やはり医療とは違い、健診受診者はある程度健康への理解があります。当然ながら日常生活において自立している様子でした。
しかし、面談をした約600人中、たったお一人が、小さな机を挟んで対面し、健康について話し合う場で、私に向かって突如怒鳴り声を上げたのです。
後でスタッフと検証しましたが、明確なきっかけは分かりませんでした。
ただ、当日は非常に混雑しており、その方がもともと開業医の主治医に対して抱いていた不満が積もっていて、それがたまたま近くにいた同じ白衣を着ている私に向けられたようでした。
こういった例をスラトレ®流で表現するなら、「誰も助けてくれない」という重い“思い込み”です。
ネガティブパワー全開のファイターさん。何もしてあげられないので手短に済ませるのが、その場における最も有効な対応策でした。
大切なこと:「経験はすべて勉強材料」
今回の経験を通じて、改めて医療現場がいかに過酷かを思い出しました。
たしかに、あの現象が毎日、何年も隣り合わせの職場なら──そりゃ、疲れるよね、と純粋に思いました。
今の私の役割は、「辛いね」と寄り添う役ではありません。
まったく異なる立場から、医療労働者への提案を通じて、希望を見いだす役です。間接的な貢献をしていると自負しています。
日本が抱えるこの難題は、今に始まったことではありません。
だからこそ、一朝一夕で解決できることではないと理解します。
しかし、現代の医療従事者は、「働く手段」や「収入を得る方法」を選ぶことができます。
この記事では、医療職が抱える「辞めたい」「続けられない」といった深刻な悩みの背景にある、解決が難しい構造的な問題=トリプルパンチについて解説し、今の時代を平温に生きるための「選べる働き方」についてもご提案します。
なぜ医療職は続かないのか?構造的トリプルパンチとは
医療職が“ブラック”と言われたり、燃え尽き(バーンアウト)に悩む人が後を絶たない理由は、「忙しいから」だけではありません。
問題は構造そのものにあります。
①下からの圧力:患者からの暴言・クレーム・カスハラ
医療従事者の多くが経験する「患者からの暴言・ハラスメント」。
精神的なダメージは計り知れず、日常的に受け続けることで心がすり減っていきます。
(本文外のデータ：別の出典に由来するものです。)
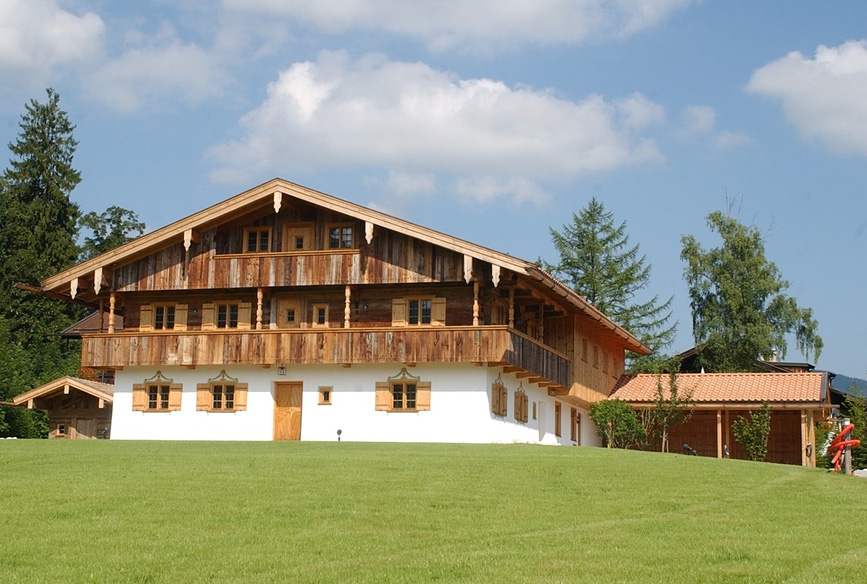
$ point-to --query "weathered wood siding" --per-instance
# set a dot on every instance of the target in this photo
(391, 258)
(344, 346)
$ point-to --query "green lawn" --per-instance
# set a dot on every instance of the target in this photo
(103, 511)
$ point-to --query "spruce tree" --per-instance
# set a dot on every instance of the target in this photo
(38, 227)
(38, 222)
(597, 261)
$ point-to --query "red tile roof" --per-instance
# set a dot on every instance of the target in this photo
(728, 387)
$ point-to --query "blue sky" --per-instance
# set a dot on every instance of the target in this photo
(488, 120)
私が経験した、理由もなく怒鳴られるといった事例もその一つです。
もし院外であれば、通り魔的な暴力として警察を呼ぶこともできますが、医療現場ではそれが難しいのが現状です。
たとえ身体的な暴力を受けても、「少しぐらいなら許容すべき」「耐えるべき」といった風潮が、昔から根強く残っている場所なのです。
②横からの圧力:疲弊した同僚・後輩との人間関係
下からの圧力を毎日、何年間も受け続け、ストレスを抱えた医療現場での労働者たちは、皆ストレスを抱えています。
当然、ギスギスした職場環境になりがちです。
協力よりも“自分のことで精一杯”という空気感が蔓延します。そういった中、年齢が1つ上だから下だからといった言い訳を見つけて、互いに攻撃し合うといった習慣が生まれてしまっても無理はないと思います。
③上からの圧力:制度改定・運営不安・過重労働
医療は「公正価格でのビジネス」です。
日本には国営の医療機関がありません。これは先進国においては珍しいことです。
つまり、診療報酬(サービスに対する価格決め)は国によって決められており、医療機関の経営者であっても価格を自由に設定できません。
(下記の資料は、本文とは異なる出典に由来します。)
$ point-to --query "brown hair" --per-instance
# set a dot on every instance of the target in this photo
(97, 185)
たとえば、これまで2,000円だった医療サービスが、政策や制度の変更により突然1,000円に引き下げられた場合、2倍の患者数を診なければ売上は保てません。
ですが、人員はそのまま。なぜなら、人員を2倍に増やせば人件費がかかります。ただでさえ売上が落ちているのに、固定支出が増やせないといった状況です。
結果、少人数で長時間労働を強いられるという悪循環に陥る構造になっています。
医療機関の7割が経営難:現場の限界とは?
厚労省のデータや医療経営専門誌の報告によると、国内の医療機関の約7割が赤字、または経営危機状態にあります。
ですが、もしあなたが政治家になったつもりで考えてみてください。
日本は高齢化が進み、受診者数は増加の一途をたどります。それは数字上、明らかに把握できることですので、もし受診者数が2倍になっていたら、診療報酬を半分にしても構わないだろう──そう思いませんか?
① 現場
② 医療機関運営
③ 政策
日本の場合、③国が価格を決めます。そして、その③の指示をそのまま実行するのが、運営係である②の役割です。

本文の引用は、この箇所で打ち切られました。